When Scientists Play at Politics

On November 19, a large number of e-mails that had been stolen from a hacked server at the Climatic Research Unit at the University of East Anglia were leaked anonymously to Air Vent, a blog which argues that the threat of climate change is overblown. The e-mails appear to show researchers fudging or covering up climate data that don't fit their theories, as well as being generally contemptuous and dismissive of critics. The release of the e-mails was apparently timed to undermine the climate change talks that begin in Copenhagen on Monday.

The e-mails are embarrassing. In the most widely quoted e-mail, Phil Jones, the head of the research unit, describes a "trick" he used to "hide the decline" in temperatures indicated by tree ring data. As bad as that sounds, Jones is clearly not trying to fool people into thinking that temperatures are higher than they actually are. What he is doing is using directly measured temperature data instead of the tree ring data, which he has good reason to believe is less accurate. In other words, he is trying to show the temperature trend more accurately, although the way he mixes the  data sets is probably misleading. In another e-mail, Kevin Trenberth calls it a "travesty" that "we can't account for the lack of warming." Although Trenberth doesn't mean to suggest that the temperatures aren't in fact increasing, his remark nevertheless reveals that he can't explain all the measured data.

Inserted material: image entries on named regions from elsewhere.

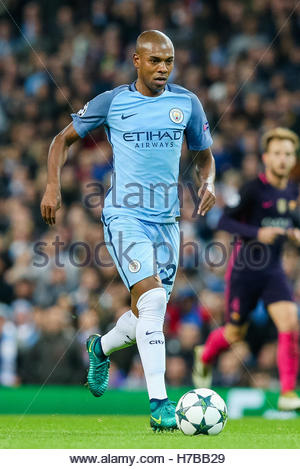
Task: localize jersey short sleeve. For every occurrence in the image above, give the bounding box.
[185,93,213,150]
[71,85,128,138]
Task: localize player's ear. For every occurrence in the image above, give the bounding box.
[132,52,140,69]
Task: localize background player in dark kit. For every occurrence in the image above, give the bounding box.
[193,128,300,410]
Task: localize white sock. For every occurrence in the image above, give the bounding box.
[101,310,137,355]
[136,288,167,399]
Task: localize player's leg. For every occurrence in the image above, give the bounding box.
[192,322,248,388]
[268,301,300,410]
[192,268,260,388]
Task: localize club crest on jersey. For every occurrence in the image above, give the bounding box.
[276,199,287,213]
[128,260,141,274]
[169,108,183,124]
[77,103,89,117]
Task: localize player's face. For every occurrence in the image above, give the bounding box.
[133,44,174,95]
[263,138,296,177]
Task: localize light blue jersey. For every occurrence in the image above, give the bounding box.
[72,83,212,223]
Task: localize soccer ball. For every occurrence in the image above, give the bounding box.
[175,388,227,435]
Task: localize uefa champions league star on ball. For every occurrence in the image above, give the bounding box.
[41,31,215,430]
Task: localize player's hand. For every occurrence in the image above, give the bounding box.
[197,182,216,216]
[257,226,285,244]
[41,184,61,226]
[287,228,300,246]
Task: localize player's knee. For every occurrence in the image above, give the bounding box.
[136,287,167,320]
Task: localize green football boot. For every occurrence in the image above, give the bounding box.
[86,334,110,397]
[150,399,178,432]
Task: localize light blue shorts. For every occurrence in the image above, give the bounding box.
[102,216,180,299]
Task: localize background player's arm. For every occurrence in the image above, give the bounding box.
[218,185,284,244]
[41,123,80,225]
[196,148,216,216]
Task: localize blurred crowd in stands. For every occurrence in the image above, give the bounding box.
[0,0,300,389]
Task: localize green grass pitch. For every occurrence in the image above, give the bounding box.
[0,415,300,449]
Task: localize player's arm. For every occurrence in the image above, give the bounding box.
[218,183,284,244]
[195,148,216,216]
[41,122,80,225]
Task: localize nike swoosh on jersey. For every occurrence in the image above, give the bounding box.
[151,415,161,425]
[121,112,137,120]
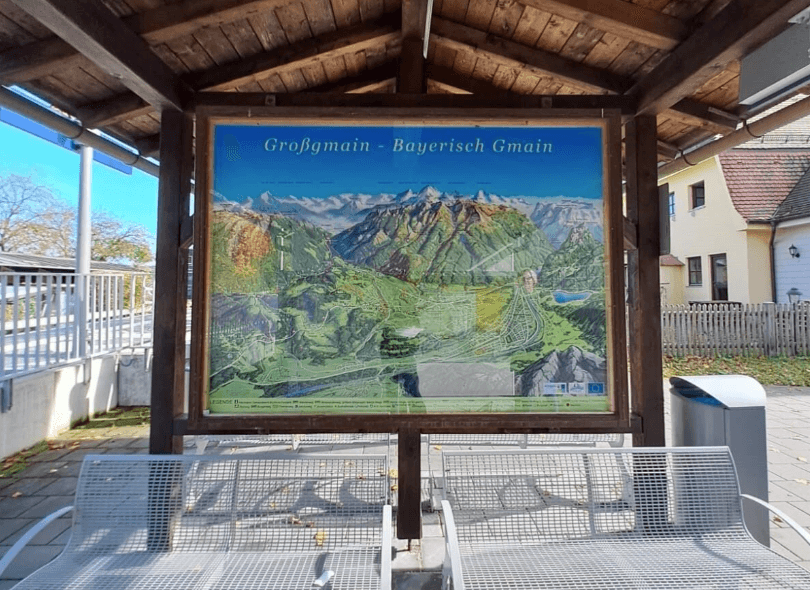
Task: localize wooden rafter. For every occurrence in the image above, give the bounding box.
[304,61,397,93]
[520,0,689,50]
[0,0,294,85]
[427,46,738,132]
[13,0,192,111]
[431,17,631,93]
[77,13,399,127]
[186,12,400,91]
[628,0,807,114]
[397,0,428,94]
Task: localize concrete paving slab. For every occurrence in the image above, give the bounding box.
[0,518,32,553]
[3,545,63,580]
[15,496,74,519]
[0,387,810,590]
[0,515,72,551]
[37,477,79,496]
[0,477,59,497]
[0,496,47,518]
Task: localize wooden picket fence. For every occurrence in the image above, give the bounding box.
[661,302,810,357]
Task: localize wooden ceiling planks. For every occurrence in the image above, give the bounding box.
[221,18,263,58]
[0,0,53,43]
[489,1,524,39]
[247,10,289,51]
[516,6,551,47]
[459,0,496,31]
[0,0,792,162]
[331,0,363,29]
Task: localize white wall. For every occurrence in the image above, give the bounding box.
[0,355,118,457]
[773,219,810,303]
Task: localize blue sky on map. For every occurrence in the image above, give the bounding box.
[0,123,158,243]
[214,125,603,201]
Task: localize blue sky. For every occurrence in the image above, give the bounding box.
[0,118,158,245]
[214,125,602,201]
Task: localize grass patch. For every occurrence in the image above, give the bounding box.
[71,407,150,430]
[664,356,810,387]
[0,440,51,478]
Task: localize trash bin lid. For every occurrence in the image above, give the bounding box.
[669,375,765,408]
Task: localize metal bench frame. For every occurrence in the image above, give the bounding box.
[0,454,392,590]
[195,432,391,455]
[442,447,810,590]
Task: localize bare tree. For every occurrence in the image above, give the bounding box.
[92,211,152,263]
[0,174,69,255]
[0,174,152,263]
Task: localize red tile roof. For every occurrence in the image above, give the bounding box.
[719,149,810,223]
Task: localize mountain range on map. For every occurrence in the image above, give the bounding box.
[219,186,603,248]
[210,186,606,404]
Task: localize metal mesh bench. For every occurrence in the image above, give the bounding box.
[0,455,391,590]
[428,433,624,449]
[196,432,390,454]
[442,448,810,590]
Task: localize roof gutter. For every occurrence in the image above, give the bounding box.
[658,97,810,180]
[0,88,160,177]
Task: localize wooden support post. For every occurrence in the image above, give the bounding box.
[149,111,193,454]
[397,430,422,539]
[625,115,665,446]
[397,37,427,94]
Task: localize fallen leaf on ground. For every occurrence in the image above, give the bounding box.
[313,531,326,547]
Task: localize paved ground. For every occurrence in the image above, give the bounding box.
[0,387,810,590]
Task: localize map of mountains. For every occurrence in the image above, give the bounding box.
[218,186,603,248]
[529,197,604,249]
[332,189,552,285]
[537,226,605,292]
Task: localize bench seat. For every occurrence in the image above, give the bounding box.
[2,454,392,590]
[442,448,810,590]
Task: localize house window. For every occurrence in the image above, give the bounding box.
[709,254,728,301]
[686,256,703,286]
[689,182,706,209]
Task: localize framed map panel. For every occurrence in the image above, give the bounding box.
[195,111,623,428]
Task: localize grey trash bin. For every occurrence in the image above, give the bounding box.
[669,375,770,546]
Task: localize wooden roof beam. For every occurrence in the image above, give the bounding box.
[519,0,689,51]
[397,0,430,94]
[304,61,398,94]
[79,12,399,127]
[628,0,807,115]
[429,23,739,131]
[185,12,400,92]
[13,0,193,110]
[431,17,632,94]
[426,64,635,115]
[0,0,294,85]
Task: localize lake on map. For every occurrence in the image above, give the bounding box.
[554,291,591,303]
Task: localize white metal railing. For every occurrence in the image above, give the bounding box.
[0,273,154,378]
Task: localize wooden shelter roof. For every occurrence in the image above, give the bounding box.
[0,0,808,159]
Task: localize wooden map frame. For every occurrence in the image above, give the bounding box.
[188,106,633,434]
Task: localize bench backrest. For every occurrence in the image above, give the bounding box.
[66,455,389,553]
[443,447,747,543]
[428,433,624,448]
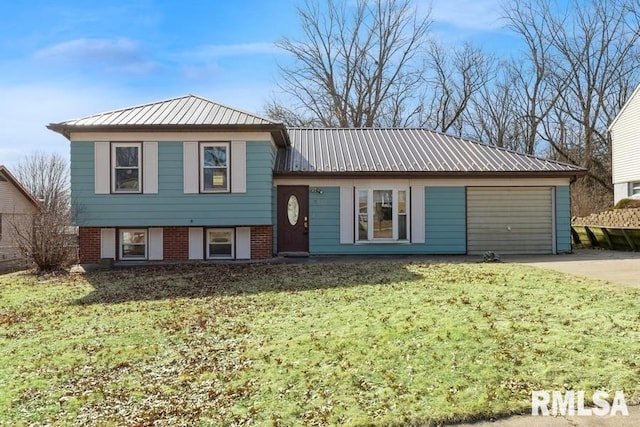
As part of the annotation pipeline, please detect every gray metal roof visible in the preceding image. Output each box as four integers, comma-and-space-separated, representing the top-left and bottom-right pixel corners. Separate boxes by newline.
52, 95, 279, 127
274, 128, 584, 176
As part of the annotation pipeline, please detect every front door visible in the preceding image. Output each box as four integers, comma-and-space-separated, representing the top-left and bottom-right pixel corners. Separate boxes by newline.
278, 185, 309, 253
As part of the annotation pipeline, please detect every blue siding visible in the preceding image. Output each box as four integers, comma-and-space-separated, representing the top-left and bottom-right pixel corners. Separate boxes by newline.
424, 187, 467, 254
71, 141, 274, 227
309, 187, 466, 255
556, 185, 571, 253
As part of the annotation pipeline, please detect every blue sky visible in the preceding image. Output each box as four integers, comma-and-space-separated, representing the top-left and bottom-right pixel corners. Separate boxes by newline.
0, 0, 515, 168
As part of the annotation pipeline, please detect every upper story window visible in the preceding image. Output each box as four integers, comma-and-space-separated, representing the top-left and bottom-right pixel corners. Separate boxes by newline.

The truth is, of course, that no theory can explain everything. If we discarded theories we couldn't reconcile with every observation, there wouldn't be any science at all. The fact that even our best theories can't offer complete explanations for what we see doesn't mean that we should throw them out. Scientists have to use their judgment about which discrepancies are fatal to their theories and which can be explained away. Although they are sometimes wrong—and can be biased—their ideas are constantly being evaluated and tested by other scientists. Peter Frumhoff, the Director of Science and Policy at the Union of Concerned Scientists, put it well when he said that "what the e-mails show are simply scientists at work, grappling with key issues, and displaying the full range of emotions and motivations characteristic of any urgent endeavor." As John Holdren, Director of the White House Office of Science of Technology Policy, explained in a congressional hearing, "These kinds of controversies and even accusations of bias and improper manipulation are not all that uncommon in science—in all branches of science. The strength of science is that these kinds of controversies get sorted out over time as to who is wrong, who is right, and how much it matters, by the process of peer review and continued critical scrutiny by the knowledgeable community of scientists."

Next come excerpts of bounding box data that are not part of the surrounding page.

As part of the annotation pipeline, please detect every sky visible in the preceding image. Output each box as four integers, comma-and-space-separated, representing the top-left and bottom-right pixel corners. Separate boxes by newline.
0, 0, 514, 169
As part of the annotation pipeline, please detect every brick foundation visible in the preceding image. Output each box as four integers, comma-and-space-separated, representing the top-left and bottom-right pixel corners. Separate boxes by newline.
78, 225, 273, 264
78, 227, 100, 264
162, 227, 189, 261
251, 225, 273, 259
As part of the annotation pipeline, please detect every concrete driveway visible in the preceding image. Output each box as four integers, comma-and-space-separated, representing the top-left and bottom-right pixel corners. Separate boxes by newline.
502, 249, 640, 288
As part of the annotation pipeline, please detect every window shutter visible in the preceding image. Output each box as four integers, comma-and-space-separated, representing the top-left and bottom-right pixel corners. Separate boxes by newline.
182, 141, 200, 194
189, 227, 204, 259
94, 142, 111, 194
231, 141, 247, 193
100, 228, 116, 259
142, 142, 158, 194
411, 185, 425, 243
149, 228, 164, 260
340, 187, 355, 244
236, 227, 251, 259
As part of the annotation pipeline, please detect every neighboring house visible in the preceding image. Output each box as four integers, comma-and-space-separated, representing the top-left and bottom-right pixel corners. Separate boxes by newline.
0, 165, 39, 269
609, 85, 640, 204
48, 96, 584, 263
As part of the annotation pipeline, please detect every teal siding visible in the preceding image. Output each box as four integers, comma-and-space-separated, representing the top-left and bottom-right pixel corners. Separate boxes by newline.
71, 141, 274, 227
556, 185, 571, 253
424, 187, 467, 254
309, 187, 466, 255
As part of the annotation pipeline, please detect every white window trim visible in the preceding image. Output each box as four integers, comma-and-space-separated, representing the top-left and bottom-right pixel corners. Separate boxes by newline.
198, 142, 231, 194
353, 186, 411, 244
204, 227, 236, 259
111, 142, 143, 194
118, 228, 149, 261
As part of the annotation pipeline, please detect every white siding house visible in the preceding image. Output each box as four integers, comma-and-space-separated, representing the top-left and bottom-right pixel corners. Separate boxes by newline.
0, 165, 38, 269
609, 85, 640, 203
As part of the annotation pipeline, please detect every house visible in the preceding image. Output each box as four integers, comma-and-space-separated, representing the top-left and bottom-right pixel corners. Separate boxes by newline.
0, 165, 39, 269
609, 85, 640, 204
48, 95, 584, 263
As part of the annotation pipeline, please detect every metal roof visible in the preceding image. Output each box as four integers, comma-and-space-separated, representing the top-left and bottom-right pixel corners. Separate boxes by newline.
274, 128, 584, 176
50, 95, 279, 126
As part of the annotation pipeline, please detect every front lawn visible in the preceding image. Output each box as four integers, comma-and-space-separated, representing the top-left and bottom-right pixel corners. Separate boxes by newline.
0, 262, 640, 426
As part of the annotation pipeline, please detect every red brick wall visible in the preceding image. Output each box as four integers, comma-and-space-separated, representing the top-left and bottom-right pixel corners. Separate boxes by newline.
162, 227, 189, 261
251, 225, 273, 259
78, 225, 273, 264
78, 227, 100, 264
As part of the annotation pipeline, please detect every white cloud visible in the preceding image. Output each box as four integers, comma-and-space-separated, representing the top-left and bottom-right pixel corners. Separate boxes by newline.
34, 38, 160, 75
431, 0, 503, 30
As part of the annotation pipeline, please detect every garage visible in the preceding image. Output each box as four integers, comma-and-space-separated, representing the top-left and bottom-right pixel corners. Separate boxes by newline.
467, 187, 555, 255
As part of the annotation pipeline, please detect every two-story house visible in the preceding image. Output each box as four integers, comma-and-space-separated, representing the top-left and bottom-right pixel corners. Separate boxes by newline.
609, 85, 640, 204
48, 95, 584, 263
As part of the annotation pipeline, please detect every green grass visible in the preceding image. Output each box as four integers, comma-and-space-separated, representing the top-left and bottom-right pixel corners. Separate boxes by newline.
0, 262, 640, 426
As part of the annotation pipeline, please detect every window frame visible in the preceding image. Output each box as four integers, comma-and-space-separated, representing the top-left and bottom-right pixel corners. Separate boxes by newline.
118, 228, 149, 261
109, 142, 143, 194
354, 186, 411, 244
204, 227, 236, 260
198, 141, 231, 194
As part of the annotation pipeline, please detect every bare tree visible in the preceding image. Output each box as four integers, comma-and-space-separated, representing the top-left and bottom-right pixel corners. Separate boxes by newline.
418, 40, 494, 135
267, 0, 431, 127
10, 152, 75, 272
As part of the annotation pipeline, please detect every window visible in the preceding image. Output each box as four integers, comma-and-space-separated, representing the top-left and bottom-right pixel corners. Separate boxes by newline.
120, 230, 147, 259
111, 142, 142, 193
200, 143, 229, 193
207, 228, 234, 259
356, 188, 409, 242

What the e-mails do not show is—as Rep. James Sensenbrenner (R-WI) suggests—some kind "massive international scientific fraud" aimed at tricking the public into believing that the temperatures are rising when they really aren't. At issue in these e-mails—most of which were written years ago—is how to use one particular set of data, which makes up only a small part of the evidence for global warming. What these scientists are guilty of is—whether out of ambition or excessive zeal—smoothing over complexities in order to make the case for their theory stronger than it is. It is no different from the kind of one-sided marketing that corporations or politicians do when pushing their point of view. But, unlike corporations and politicians, scientists' authority depends on how credible they are. As soon as they become advocates for a particular view—rather than trying as hard as possible to remain impartial judges—they can be dismissed as partisan.

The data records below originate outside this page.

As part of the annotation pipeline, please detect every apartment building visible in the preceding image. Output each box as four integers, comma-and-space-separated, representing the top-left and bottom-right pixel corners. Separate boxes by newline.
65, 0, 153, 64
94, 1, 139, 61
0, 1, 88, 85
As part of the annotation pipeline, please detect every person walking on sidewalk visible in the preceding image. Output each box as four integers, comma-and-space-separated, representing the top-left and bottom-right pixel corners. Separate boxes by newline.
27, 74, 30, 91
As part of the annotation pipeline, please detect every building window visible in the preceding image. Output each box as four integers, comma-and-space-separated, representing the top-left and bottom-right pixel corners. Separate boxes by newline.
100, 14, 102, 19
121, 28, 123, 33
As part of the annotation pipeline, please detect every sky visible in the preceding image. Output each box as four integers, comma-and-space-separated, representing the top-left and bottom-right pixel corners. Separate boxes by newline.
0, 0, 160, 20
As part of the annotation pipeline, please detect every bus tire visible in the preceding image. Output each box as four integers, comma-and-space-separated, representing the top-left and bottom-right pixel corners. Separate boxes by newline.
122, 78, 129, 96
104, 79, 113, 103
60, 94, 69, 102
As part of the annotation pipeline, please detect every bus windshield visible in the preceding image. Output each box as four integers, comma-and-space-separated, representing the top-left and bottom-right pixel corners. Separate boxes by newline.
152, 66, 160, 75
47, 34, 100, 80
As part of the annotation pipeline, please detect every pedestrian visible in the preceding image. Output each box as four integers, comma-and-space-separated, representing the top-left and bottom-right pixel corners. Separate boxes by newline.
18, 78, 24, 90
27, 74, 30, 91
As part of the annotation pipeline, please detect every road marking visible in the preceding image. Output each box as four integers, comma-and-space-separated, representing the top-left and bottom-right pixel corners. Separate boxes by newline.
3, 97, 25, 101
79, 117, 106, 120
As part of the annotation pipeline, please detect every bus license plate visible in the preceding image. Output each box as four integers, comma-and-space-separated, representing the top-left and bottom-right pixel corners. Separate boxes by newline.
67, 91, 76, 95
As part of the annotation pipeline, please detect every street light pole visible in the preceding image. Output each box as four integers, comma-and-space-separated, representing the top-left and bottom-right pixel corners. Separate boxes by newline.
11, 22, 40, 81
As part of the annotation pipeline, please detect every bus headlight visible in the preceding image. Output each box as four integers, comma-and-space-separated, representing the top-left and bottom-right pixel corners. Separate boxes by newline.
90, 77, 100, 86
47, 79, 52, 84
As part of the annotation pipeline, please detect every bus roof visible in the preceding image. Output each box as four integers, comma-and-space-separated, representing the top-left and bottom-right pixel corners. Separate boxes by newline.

That would be a shame. If the case that human activities were warming the planet was compelling when these e-mails were written, the evidence is overwhelming now. Last week, a group of 26 scientists affiliated with the International Panel on Climate Change (IPCC) released an authoritative review of the latest climate science, which shows that both the Greenland and Antarctic ice sheets are melting, that arctic sea ice is melting far faster than was generally expected, and that as a result sea levels are also rising faster than most had projected. As Holdren told Congress, "The current state of knowledge about it, even though incomplete—as science always is—and even though controversial in some details—as science almost always is—is sufficient to make clear that failure to act promptly to reduce global emissions to the atmosphere of carbon dioxide and other heat-trapping substances is overwhelmingly likely to lead to changes in climate too extreme and too damaging to be adequately addressed by any adaptation measures that can be foreseen."